Bush v. Gore, 531 U.S. 98 (2000), was a landmark decision of the United States Supreme Court on December 12, 2000, that settled a recount dispute in Florida's 2000 presidential election between George W. Bush and Al Gore. On December 8, the Florida Supreme Court had ordered a statewide recount of all undervotes, over 61,000 ballots that the vote tabulation machines had missed. The Bush campaign immediately asked the U.S. Supreme Court to stay the decision and halt the recount.
In a 5–4 per curiam decision, the Court ruled, strictly on equal protection grounds, that the recount be stopped. Specifically, it held that the use of different standards of counting in different counties violated the Equal Protection Clause of the U.S. Constitution; the case had also been argued on Article II jurisdictional grounds, which found favor with only Justices Antonin Scalia, Clarence Thomas, and William Rehnquist.
The Supreme Court's decision in Bush v. Gore was among the most controversial in U.S. history, as it allowed Florida Secretary of State Katherine Harris's vote certification to stand, giving Bush Florida's 25 electoral votes.

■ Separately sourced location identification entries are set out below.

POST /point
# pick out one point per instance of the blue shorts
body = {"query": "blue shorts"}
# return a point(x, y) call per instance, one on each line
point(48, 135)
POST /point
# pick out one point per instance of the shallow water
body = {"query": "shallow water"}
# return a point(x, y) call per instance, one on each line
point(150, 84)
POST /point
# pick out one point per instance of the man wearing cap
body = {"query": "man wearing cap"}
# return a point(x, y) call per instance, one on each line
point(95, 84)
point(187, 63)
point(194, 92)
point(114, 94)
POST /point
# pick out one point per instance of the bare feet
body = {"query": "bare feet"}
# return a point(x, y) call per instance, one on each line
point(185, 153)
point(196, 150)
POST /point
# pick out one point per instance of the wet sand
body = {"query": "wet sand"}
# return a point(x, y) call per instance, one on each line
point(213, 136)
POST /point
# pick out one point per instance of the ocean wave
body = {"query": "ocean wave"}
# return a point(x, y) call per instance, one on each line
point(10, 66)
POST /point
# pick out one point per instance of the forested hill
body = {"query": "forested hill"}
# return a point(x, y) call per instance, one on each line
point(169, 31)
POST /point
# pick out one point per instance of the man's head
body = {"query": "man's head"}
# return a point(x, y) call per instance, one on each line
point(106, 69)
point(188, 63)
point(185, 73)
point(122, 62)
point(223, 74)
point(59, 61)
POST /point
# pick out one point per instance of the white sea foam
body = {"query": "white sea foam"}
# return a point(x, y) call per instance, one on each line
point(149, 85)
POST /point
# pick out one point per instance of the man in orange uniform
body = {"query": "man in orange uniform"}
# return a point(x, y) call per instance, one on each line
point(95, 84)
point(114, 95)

Florida's votes gave Bush, the Republican nominee, 271 electoral votes, one more than the 270 required to win the Electoral College. This meant the defeat of Democratic candidate Al Gore, who won 267 electoral votes but received 266, as a "faithless elector" from the District of Columbia abstained from voting. Media organizations later analyzed the ballots and found that, under specified criteria, the original, limited recount of undervotes of several large counties would have resulted in a Bush victory, though a statewide recount would have shown that Gore received the most votes, according to the Florida Ballot Project. Florida later retired the punch-card voting machines that produced the ballots disputed in the case.